Kyle A. Kalstabakken scite author profile

Membranes based on 3M's perfluoro imide acid (PFIA) ionomer have been studied using the open circuit voltage (OCV) hold accelerated stress test. For these samples, a decay in the OCV potential within the first 200 hours was observed along with an increase in cell resistance that rapidly grows near the end of life. A multi-membrane electrode assembly (MEA) technique was employed to study the origins of these phenomena. Effluent water collected at the beginning of life and later, during a recovery protocol, was analyzed using liquid chromatography -mass spectroscopy (LC-MS).
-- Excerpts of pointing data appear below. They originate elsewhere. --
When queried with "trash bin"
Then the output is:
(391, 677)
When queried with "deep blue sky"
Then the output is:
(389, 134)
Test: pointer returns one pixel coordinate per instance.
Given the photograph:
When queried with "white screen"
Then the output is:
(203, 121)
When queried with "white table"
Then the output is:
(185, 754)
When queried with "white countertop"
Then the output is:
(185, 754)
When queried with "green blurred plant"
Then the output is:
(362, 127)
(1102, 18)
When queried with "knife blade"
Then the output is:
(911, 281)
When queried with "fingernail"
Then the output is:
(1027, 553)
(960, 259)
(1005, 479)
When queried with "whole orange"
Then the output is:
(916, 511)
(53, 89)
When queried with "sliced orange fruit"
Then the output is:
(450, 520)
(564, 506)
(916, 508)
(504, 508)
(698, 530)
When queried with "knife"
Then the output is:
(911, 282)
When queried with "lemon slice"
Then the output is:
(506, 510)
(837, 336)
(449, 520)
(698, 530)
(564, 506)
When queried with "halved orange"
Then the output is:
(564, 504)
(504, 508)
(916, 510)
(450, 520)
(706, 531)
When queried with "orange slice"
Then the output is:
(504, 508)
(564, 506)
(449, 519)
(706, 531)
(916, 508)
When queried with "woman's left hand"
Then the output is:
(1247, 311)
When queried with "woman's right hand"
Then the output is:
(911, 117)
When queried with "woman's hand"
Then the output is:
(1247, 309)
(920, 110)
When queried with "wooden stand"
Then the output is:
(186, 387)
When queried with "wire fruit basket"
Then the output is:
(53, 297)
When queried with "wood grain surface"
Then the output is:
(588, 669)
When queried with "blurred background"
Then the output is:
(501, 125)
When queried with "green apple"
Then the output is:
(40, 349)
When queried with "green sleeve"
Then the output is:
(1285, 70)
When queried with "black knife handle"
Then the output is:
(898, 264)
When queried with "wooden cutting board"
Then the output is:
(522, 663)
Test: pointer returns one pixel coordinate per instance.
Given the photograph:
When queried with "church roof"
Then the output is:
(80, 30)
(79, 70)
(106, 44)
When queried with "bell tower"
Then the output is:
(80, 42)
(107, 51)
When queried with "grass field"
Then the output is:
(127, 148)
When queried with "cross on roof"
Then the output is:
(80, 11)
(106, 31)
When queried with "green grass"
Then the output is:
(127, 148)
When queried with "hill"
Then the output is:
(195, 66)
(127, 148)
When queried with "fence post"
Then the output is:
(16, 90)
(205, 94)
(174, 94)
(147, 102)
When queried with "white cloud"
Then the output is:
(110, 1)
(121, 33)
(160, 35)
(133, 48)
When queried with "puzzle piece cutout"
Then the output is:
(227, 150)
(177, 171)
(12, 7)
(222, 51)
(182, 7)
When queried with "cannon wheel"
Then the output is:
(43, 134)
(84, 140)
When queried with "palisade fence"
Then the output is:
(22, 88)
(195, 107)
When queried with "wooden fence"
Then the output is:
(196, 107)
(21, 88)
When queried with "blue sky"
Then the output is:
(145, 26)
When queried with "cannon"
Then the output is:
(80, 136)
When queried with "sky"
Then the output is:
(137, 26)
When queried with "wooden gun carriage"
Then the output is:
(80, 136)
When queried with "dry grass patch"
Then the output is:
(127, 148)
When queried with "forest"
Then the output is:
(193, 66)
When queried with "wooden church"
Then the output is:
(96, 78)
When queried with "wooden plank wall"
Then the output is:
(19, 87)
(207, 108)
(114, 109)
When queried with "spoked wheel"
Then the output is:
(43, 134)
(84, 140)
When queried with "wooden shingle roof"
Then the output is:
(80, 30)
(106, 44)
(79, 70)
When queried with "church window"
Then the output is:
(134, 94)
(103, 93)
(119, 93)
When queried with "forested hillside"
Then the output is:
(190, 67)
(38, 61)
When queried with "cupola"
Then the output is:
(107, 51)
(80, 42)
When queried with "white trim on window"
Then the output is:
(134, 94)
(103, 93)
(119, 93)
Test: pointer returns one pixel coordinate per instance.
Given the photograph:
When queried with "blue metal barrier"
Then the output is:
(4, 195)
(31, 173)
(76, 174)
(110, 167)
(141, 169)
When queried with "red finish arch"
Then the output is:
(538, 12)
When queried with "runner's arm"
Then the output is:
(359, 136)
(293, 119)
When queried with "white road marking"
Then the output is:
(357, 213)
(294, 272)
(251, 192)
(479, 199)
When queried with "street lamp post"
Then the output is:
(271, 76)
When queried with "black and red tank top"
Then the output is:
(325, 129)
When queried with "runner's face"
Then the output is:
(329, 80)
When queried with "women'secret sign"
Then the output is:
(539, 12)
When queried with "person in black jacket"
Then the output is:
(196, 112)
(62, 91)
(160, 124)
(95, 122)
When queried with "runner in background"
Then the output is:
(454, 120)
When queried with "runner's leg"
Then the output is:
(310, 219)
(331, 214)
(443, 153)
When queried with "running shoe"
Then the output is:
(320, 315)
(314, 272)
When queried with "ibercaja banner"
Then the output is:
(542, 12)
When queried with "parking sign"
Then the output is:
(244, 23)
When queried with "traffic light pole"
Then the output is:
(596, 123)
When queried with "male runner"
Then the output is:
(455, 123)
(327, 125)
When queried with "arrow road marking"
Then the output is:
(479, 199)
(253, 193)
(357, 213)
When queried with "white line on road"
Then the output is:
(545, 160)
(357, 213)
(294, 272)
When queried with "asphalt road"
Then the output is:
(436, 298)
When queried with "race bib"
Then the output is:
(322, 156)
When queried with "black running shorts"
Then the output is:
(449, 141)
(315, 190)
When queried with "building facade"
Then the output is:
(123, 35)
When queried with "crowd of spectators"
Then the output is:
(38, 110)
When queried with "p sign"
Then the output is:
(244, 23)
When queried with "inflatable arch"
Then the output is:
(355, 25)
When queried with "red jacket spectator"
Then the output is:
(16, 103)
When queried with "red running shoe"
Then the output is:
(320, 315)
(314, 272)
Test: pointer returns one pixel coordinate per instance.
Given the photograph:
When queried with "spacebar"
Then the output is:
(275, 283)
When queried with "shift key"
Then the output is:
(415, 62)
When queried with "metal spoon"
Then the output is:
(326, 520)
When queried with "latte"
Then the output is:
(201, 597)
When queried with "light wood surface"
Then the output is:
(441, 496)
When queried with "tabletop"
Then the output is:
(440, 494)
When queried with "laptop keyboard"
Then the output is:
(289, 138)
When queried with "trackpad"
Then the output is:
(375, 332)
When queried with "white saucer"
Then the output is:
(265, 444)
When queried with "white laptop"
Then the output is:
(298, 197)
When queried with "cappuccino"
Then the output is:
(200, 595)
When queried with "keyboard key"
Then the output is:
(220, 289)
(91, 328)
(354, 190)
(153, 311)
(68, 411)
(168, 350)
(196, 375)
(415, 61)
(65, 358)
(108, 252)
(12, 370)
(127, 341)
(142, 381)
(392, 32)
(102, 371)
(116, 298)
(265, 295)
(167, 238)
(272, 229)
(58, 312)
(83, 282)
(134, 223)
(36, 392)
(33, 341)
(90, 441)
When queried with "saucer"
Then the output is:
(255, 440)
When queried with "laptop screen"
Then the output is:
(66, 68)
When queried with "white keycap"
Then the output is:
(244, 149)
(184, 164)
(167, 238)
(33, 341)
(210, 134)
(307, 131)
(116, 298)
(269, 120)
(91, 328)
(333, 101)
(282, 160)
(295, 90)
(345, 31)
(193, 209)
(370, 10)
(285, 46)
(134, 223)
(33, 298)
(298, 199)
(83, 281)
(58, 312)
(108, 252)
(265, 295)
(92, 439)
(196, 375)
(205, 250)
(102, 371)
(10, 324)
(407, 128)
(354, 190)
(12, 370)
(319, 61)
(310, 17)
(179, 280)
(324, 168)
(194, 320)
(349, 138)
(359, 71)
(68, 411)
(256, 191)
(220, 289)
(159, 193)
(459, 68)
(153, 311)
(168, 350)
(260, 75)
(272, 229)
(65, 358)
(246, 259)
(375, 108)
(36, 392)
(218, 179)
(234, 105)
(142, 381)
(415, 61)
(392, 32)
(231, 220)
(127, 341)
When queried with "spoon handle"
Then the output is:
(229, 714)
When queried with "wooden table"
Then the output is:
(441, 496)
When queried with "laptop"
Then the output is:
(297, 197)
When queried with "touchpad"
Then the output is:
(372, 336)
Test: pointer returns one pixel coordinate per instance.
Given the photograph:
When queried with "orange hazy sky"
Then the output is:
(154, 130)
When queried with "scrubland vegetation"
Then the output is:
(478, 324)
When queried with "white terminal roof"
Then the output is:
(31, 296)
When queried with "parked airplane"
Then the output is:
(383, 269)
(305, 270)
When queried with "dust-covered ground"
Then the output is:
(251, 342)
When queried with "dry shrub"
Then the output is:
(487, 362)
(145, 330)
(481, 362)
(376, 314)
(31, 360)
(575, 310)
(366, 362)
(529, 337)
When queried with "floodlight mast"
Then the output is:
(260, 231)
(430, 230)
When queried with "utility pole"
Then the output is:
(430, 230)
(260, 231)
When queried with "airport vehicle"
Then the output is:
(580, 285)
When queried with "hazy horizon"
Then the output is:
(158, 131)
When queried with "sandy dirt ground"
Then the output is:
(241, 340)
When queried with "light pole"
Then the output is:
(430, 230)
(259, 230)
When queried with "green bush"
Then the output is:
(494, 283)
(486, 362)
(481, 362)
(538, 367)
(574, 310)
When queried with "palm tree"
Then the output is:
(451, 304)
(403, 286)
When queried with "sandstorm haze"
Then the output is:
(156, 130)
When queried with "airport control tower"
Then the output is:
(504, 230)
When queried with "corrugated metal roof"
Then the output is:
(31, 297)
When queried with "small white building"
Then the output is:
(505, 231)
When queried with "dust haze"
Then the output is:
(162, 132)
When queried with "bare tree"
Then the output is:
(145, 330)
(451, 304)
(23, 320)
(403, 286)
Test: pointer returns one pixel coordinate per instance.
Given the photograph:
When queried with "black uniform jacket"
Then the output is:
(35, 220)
A variety of small molecule fragments were detected that could be traced to the ionomer side chain. The center layer of a three-membrane MEA was separated at the end of life and analyzed by 19 F nuclear magnetic resonance (NMR) and Fourier transform infrared (FTIR) spectroscopy. Peaks associated with the bis(sulfonyl)imide group of the PFIA ionomer were observed to have reduced in intensity and new peaks, assigned to a perfluorosulfonamide side chain, appeared. The combination of the fragments detected in the effluent water, along with the spectral changes in the membranes after aging, point to one or more degradation processes involving the PFIA ionomer side chain. This decomposition is likely analogous to reactions described for perfluorosulfonic acid (PFSA) ionomers but with new consequences owing to the greater number of potential fragments.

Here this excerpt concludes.